Always360.00%75% of the time00.00%50% of the time00.00%25% of the time00.00%No, I buy phones that appeal to me regardless.240.00%


----------



## Sysadmin-x (Jun 6, 2011)

I'm doing some research for a project based on social purchasing habits, and was curious what the motivation is for buying phones. Is it developer support?

Thanks


----------



## yarly (Jun 22, 2011)

If you ask this question on a modding/hacker forum, you're obviously going to get very skewed results versus asking on an general Android forum where the central theme is not rooting/modding/hacking. Not exactly very good for statistical analysis since it's going to be lots of outliers.


----------



## Sysadmin-x (Jun 6, 2011)

I'm looking at it purely from a modding point of view. Curious of those who are in the community choose to buy phones simply because a developer support standpoint. That could mean it wasn't a phone they would have otherwise purchased, but bought simply because of the developer who will support it.

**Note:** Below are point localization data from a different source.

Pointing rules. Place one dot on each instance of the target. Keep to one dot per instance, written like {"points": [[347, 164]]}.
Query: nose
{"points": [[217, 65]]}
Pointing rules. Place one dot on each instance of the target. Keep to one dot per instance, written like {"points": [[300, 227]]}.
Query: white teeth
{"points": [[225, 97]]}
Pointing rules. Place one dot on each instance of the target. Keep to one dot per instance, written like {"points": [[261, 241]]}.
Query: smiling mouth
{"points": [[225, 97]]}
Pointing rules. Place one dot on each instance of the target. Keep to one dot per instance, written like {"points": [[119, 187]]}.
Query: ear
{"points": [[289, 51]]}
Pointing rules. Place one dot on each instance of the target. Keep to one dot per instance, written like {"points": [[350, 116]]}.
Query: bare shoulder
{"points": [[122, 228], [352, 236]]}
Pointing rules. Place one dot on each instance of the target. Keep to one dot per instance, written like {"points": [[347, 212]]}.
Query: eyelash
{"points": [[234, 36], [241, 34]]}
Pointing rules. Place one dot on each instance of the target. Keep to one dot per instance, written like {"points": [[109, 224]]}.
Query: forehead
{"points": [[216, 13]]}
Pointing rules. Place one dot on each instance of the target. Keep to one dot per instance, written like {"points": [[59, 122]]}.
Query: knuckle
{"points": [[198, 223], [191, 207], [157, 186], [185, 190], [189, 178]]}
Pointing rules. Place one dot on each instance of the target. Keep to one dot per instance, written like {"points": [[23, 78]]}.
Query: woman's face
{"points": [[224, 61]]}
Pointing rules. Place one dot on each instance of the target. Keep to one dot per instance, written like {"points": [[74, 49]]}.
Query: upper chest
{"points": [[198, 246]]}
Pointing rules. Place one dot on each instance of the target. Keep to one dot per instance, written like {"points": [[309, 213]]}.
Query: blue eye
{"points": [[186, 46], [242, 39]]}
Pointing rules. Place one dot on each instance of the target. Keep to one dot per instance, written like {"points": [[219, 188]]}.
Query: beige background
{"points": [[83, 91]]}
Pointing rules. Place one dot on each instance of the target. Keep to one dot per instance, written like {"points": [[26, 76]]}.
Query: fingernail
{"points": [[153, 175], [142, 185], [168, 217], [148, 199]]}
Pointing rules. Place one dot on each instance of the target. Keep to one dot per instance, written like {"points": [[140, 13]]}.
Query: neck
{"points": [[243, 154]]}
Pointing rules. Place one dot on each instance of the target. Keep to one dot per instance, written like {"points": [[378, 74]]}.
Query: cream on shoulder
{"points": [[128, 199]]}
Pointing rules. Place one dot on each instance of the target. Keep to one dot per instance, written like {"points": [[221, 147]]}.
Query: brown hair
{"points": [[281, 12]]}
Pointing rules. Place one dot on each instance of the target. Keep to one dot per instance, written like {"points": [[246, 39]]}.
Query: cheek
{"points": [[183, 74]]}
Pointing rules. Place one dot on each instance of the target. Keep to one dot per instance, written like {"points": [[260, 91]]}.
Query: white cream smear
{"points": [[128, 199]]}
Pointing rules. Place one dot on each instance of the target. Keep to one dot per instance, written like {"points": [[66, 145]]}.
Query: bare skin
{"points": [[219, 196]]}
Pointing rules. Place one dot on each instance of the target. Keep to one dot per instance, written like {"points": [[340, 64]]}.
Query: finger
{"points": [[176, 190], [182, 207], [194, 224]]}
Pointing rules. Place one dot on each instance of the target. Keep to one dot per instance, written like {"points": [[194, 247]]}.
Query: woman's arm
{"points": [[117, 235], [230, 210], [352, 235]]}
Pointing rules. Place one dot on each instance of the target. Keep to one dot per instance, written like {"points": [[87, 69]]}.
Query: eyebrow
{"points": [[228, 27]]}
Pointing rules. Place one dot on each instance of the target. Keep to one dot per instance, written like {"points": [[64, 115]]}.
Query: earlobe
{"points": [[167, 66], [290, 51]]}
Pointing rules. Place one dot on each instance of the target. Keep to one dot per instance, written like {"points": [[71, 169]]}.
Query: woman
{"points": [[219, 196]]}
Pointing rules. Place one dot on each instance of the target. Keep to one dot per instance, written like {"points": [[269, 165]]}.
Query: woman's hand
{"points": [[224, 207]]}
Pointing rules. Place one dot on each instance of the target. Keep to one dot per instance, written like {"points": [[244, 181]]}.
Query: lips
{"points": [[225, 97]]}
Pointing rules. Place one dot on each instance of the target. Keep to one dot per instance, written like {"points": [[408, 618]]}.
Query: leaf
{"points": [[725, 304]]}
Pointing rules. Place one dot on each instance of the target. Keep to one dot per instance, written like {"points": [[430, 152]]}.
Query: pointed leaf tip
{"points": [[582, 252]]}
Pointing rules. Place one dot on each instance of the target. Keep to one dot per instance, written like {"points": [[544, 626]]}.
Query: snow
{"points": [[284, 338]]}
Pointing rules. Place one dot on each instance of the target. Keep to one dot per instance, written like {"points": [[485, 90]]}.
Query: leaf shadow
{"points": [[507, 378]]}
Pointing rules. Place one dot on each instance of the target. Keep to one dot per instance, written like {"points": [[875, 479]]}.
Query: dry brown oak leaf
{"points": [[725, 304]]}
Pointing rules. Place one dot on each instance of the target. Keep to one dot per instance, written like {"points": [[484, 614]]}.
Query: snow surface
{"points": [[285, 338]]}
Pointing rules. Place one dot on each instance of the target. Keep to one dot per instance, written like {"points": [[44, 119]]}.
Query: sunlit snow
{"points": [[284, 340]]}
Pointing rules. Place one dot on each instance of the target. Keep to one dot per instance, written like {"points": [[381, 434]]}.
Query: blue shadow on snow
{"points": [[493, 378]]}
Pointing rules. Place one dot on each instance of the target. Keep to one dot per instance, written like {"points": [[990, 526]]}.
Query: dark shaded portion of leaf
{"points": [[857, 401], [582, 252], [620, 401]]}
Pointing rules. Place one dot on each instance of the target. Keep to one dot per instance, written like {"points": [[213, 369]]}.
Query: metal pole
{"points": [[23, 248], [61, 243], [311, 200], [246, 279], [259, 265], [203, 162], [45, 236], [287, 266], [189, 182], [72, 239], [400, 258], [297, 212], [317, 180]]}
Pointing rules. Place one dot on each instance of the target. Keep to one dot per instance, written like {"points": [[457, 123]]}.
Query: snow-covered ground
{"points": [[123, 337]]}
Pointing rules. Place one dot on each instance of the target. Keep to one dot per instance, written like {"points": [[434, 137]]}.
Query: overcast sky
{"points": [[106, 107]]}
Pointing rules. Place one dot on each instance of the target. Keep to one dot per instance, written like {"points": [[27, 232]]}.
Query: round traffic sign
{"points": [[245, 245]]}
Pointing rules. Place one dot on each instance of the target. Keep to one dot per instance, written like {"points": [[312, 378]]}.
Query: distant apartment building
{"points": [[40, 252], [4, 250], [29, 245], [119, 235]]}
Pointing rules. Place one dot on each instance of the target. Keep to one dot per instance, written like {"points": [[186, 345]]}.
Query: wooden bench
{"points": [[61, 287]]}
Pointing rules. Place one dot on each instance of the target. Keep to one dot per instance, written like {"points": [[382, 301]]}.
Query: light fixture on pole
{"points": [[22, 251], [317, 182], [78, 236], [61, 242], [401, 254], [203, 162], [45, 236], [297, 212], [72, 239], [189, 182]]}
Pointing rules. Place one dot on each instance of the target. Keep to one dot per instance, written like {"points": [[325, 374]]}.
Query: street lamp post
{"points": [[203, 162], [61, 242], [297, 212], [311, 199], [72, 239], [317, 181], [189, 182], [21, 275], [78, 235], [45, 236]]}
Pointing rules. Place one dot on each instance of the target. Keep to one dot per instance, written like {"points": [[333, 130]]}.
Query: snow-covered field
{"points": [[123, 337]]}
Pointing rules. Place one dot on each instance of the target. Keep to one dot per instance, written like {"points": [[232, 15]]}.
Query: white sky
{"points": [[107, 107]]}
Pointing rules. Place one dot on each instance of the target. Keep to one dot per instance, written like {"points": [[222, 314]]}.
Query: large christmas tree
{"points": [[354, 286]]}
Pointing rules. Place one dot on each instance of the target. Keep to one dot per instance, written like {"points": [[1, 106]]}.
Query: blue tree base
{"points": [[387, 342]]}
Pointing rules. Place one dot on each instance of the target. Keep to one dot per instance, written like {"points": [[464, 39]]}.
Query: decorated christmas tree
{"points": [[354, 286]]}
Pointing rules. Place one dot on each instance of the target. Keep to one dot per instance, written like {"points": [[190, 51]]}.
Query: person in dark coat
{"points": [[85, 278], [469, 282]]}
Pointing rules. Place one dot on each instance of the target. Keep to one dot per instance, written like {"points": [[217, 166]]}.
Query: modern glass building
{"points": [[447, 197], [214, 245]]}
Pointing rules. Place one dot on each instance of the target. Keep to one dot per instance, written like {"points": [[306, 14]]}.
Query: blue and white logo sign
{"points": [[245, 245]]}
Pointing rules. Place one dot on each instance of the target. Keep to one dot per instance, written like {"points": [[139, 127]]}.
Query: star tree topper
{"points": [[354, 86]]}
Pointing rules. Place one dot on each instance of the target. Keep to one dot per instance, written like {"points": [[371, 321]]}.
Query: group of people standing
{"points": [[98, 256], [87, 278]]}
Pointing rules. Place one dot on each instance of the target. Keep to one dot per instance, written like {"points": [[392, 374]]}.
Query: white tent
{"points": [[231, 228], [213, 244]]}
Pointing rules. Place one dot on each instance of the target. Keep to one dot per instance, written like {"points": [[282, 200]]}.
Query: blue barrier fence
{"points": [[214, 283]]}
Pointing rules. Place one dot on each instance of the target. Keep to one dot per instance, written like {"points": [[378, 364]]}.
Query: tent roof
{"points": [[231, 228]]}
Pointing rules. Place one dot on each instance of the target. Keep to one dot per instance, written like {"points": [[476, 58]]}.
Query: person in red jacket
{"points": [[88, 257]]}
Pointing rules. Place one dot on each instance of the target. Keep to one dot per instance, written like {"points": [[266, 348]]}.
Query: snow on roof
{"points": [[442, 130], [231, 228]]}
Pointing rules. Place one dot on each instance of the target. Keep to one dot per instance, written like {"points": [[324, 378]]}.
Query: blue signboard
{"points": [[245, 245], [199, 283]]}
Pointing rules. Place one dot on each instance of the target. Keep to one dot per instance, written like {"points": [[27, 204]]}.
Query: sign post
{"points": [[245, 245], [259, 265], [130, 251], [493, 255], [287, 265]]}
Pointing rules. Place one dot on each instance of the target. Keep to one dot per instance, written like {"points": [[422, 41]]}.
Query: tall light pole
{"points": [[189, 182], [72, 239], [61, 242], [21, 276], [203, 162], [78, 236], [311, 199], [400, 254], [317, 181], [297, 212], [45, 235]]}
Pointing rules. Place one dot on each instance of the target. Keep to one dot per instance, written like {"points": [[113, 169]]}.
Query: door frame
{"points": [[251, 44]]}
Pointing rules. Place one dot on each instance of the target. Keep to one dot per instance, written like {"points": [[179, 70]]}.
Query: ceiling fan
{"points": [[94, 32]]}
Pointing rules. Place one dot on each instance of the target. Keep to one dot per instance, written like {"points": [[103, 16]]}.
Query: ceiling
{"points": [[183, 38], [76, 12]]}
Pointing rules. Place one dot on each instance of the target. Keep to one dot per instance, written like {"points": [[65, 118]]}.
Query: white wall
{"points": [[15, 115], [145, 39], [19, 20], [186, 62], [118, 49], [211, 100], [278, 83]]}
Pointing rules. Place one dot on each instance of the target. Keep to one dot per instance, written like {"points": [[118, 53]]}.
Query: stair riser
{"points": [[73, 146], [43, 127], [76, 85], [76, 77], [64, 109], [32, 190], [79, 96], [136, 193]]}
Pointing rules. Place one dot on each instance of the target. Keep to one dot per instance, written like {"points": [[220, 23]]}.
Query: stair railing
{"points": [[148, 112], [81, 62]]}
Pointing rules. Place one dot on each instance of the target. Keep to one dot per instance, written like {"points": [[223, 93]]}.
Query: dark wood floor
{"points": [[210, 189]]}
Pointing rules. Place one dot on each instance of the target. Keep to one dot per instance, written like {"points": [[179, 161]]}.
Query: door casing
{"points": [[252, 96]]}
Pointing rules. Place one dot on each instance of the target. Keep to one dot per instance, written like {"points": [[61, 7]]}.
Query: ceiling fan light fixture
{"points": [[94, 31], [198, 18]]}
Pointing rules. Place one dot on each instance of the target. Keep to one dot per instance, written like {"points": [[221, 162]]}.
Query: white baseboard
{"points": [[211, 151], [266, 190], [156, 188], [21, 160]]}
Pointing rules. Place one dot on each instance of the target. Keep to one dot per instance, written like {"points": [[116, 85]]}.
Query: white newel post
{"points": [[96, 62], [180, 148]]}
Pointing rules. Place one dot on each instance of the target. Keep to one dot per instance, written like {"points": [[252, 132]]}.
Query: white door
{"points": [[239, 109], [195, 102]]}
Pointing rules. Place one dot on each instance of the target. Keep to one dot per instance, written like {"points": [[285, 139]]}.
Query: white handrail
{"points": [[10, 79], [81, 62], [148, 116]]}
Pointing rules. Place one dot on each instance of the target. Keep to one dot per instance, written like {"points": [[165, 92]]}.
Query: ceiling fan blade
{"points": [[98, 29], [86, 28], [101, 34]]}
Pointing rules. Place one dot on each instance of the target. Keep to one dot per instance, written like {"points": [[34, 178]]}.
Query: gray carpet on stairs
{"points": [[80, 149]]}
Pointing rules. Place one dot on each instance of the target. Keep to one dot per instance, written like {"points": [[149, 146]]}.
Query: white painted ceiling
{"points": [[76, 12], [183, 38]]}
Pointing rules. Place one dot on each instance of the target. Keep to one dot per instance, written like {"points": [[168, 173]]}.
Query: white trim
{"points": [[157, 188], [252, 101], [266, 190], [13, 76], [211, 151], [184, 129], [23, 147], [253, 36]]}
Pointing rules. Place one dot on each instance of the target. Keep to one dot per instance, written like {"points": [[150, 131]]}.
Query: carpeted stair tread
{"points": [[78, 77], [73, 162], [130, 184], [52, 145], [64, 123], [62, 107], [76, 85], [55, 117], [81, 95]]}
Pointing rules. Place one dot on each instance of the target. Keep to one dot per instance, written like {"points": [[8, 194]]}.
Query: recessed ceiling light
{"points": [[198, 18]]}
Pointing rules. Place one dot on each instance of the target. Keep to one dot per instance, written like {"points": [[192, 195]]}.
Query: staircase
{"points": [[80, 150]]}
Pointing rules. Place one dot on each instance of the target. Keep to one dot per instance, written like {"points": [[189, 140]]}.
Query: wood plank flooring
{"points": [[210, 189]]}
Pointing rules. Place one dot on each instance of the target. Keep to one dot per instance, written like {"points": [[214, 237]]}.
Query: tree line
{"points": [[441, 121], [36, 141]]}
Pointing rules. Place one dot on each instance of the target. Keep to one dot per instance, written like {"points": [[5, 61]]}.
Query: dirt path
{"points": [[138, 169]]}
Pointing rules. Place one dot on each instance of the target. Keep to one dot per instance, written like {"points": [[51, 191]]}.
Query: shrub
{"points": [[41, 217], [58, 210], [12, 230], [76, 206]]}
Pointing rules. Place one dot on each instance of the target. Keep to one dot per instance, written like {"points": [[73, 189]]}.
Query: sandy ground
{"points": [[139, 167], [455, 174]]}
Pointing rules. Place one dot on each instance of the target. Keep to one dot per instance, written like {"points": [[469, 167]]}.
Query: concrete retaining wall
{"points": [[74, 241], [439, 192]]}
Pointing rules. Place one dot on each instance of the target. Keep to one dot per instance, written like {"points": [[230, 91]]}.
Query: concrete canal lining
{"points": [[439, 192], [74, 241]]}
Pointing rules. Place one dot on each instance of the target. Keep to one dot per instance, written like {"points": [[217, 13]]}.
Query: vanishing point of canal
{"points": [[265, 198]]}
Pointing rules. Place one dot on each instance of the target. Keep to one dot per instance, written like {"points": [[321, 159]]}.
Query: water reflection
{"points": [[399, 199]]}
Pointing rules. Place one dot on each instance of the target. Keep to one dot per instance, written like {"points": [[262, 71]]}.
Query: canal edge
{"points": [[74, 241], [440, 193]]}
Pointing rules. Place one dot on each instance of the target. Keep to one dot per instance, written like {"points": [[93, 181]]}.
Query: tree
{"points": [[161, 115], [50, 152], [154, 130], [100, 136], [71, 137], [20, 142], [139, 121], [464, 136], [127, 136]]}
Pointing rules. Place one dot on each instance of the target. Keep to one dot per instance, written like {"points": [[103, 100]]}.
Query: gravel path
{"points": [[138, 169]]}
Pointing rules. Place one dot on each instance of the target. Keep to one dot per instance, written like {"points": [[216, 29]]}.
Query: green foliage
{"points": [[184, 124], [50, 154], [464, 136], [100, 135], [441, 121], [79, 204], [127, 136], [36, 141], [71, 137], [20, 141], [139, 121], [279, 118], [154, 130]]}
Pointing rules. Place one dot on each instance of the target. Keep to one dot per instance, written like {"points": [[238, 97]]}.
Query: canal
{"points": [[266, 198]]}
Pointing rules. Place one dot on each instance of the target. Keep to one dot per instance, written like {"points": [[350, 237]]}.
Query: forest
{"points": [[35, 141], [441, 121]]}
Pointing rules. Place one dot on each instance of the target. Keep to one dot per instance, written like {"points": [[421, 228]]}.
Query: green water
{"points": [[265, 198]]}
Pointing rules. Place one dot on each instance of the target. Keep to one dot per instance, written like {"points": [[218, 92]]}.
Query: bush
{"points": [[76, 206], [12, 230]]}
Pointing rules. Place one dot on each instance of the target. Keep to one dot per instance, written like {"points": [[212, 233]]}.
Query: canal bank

Sent from my Galaxy Nexus using RootzWiki


----------



## yarly (Jun 22, 2011)

Sysadmin-x said:


> I'm looking at it purely from a modding point of view. Curious of those who are in the community choose to buy phones simply because a developer support standpoint. That could mean it wasn't a phone they would have otherwise purchased, but bought simply because of the developer who will support it.
> 
> Sent from my Galaxy Nexus using RootzWiki


Oh, 3rd party development support. I figured you meant for OTA updates and such from google or whomever else.

I don't care about 3rd party dev support really. I only buy Nexus devices and generally compile my own builds. If I bought other devices, I would care more.


----------



## MissionImprobable (Feb 12, 2012)

I'm very interested in the Sony Xperia ZL for its hardware features, but knowing Sony's new policy in aiding devs as well as the excitement its generating and the support newer Sony devices have gained make me want it all the more.

If I knew I would be dealing with continual headaches with development I would steer away from a phone. My Droid 2 is likely my last Moto for a long while.


----------



## Dubbsy (Jul 30, 2012)

Without dev support a phone will get boring to me before it's time for me to get a new phone.


----------